—Êtes-vous convaincues de la réalité de votre vocation?
—Oui, ma mère!
—La croyez-vous dépouillée de tout motif terrestre et humain? Ne me trompez pas, ne vous trompez pas vous-mêmes!
Elles gardèrent le silence.
—Je vous ai observées depuis votre entrée au couvent: il y a dans votre ardeur à la pénitence quelque chose de mystérieux! Comme votre mère spirituelle et votre supérieure, j'aurais le droit d'exiger de vous une confession complète et sans restriction: mais vous ne faites point encore partie l'ordre auquel j'appartiens; vous ne portez encore ni le voile blanc de novice, ni le voile noir de profès; je ne puis ni ne veux vous interroger à ce sujet! Vous pouvez encore rentrer dans le monde, et je n'ai que faire en ce cas de votre secret.
Agathe entr'ouvrit les lèvres pour parler, l'abbesse l'arrêta sévèrement:
—Silence! dit-elle; si j'avais voulu vous entendre, je vous aurais interrogée. Ecoutez mes ordres:
Avant de laisser prendre le voile de novice à une postulante, il est d'usage que celle-ci aille adresser ses adieux à sa famille, pour laquelle elle va mourir spirituellement, puisque désormais elle ne verra plus les personnes qui la composent, pas même sa mère! Tout entière au Seigneur, elle brise les liens terrestres, et peut à peine garder le souvenir de ceux qui furent ses proches par le sang. Vous allez quitter vos vêtements de postulantes et reprendre les habits mondains que vous avez quittés, il y a un an, quand vous avez été reçues dans cette maison. Vous partirez ensuite pour Anvers où vous passerez une semaine au milieu de votre famille. Si, pendant ce séjour, vous sentez dans votre coeur un regret, un seul, n'hésitez point! Pas de fausse honte! Songez qu'il y va de votre vie entière. Si, au contraire, au milieu du monde, de ses plaisirs et de ses attachements, votre âme aspire au cloître, si la pénitence, la solitude et la prière vous paraissent le souverain bonheur, alors venez à moi et au Seigneur, mes filles!

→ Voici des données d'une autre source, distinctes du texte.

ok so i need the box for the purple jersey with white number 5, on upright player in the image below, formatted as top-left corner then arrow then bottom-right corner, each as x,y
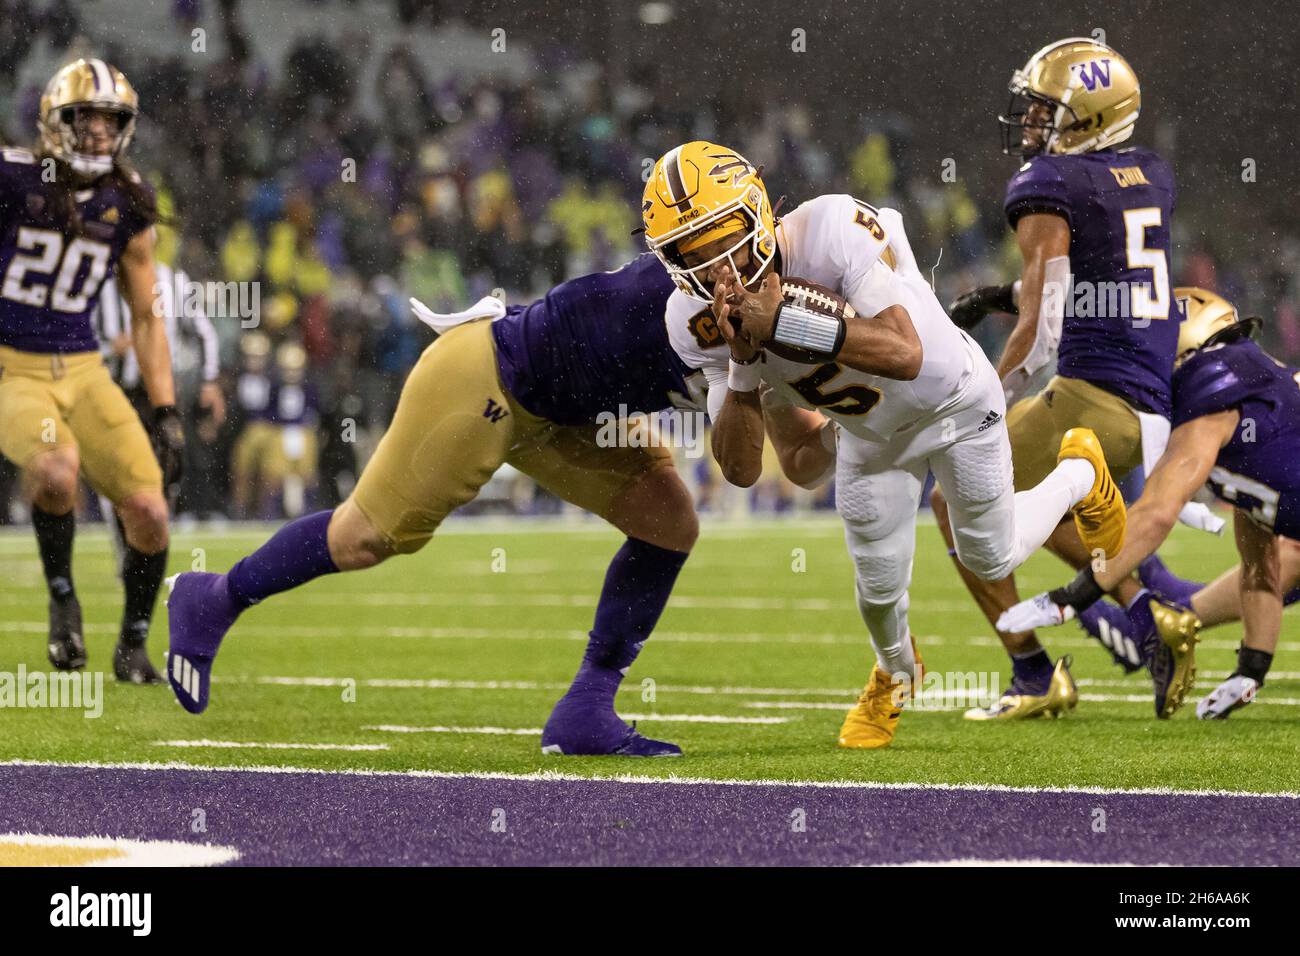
1005,147 -> 1183,416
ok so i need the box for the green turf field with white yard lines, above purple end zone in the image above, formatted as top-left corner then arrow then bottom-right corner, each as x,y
0,519 -> 1300,792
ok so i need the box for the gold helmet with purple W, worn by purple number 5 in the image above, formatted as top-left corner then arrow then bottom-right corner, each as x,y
997,36 -> 1141,155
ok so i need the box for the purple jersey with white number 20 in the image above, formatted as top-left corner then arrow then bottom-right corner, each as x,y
0,148 -> 150,352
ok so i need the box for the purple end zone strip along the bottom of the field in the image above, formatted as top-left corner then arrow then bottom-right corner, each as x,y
0,765 -> 1300,865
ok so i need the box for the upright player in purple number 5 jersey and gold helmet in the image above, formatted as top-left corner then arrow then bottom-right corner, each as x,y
932,38 -> 1182,719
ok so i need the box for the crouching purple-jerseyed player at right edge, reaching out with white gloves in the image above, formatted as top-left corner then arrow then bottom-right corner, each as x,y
998,289 -> 1300,719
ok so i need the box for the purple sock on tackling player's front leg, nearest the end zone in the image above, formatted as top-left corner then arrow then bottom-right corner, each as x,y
569,537 -> 688,705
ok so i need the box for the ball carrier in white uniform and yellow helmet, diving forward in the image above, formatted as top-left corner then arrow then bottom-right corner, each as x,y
642,142 -> 1125,748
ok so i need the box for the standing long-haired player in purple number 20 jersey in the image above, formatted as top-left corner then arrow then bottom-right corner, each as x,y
0,60 -> 185,684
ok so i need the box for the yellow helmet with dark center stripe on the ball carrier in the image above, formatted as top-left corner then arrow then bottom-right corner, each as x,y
641,140 -> 776,302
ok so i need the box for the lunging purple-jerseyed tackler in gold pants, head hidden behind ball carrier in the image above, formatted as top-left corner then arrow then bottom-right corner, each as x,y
168,254 -> 703,757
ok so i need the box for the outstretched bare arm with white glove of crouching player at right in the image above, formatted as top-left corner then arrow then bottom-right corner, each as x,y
997,408 -> 1240,633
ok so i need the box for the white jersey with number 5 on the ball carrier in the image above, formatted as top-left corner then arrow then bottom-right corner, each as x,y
667,194 -> 992,442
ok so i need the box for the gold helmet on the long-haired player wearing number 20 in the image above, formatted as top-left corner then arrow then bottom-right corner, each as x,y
38,60 -> 139,177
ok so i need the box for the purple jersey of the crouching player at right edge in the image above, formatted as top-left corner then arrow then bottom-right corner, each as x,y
1173,339 -> 1300,538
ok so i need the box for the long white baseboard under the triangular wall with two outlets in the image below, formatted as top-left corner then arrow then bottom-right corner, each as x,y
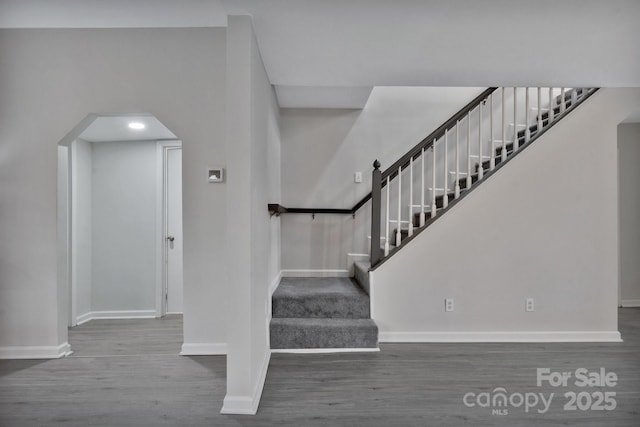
378,331 -> 622,343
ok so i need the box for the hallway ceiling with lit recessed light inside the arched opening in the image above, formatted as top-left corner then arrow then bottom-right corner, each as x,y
79,116 -> 177,142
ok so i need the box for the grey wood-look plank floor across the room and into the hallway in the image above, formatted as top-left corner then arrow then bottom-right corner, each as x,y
0,309 -> 640,427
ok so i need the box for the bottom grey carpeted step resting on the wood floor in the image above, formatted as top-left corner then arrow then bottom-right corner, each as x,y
270,318 -> 378,349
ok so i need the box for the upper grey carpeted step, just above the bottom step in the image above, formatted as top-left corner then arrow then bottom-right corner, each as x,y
272,277 -> 370,319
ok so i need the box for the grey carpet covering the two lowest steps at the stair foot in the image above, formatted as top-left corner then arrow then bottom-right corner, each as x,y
270,277 -> 378,349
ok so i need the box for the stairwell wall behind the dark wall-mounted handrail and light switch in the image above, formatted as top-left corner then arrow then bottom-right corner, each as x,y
282,87 -> 483,270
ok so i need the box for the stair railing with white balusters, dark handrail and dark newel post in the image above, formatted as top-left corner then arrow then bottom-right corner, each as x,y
371,87 -> 595,264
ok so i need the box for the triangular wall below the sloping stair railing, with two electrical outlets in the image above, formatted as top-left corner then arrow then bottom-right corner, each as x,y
370,89 -> 640,342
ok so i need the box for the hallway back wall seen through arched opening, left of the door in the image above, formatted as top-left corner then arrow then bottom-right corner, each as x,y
91,141 -> 162,311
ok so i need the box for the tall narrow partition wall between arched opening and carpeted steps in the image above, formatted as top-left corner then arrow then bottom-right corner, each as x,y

Nos bras vous sont ouverts, et nos soeurs et moi nous élèverons avec joie vers le ciel un magnificat d'amour et de reconnaissance. Nous bénirons le bon Pasteur qui amène deux brebis de plus au troupeau de ses indignes servantes.

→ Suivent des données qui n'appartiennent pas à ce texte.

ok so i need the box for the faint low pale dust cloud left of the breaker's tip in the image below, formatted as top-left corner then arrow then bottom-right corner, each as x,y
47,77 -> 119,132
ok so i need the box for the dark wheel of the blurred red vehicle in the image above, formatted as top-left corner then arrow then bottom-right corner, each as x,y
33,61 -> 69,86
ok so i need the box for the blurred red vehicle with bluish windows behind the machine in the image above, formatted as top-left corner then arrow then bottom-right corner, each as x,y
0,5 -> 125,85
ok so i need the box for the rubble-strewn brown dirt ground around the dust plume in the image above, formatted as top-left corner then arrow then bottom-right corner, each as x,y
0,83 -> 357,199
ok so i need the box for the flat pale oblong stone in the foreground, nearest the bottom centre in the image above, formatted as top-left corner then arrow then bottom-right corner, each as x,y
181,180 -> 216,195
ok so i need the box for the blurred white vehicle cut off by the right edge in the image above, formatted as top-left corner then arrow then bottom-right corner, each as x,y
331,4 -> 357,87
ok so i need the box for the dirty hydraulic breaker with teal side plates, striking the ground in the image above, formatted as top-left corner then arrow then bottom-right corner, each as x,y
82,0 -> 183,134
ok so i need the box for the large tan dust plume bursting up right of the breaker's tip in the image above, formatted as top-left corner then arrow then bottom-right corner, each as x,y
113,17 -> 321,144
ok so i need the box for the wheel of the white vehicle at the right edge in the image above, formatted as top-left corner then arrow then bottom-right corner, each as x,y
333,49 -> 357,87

Annetje et Agathe s'agenouillèrent devant la supérieure, qui leur donna sa bénédiction, et qui les congédia par un geste silencieux.
Deux soeurs les attendaient à la porte de la cellule de l'abbesse, et les conduisirent dans une pièce voisine où elles les aidèrent à quitter leurs habits religieux et à revêtir les vêtements avec lesquels elles étaient arrivées au couvent.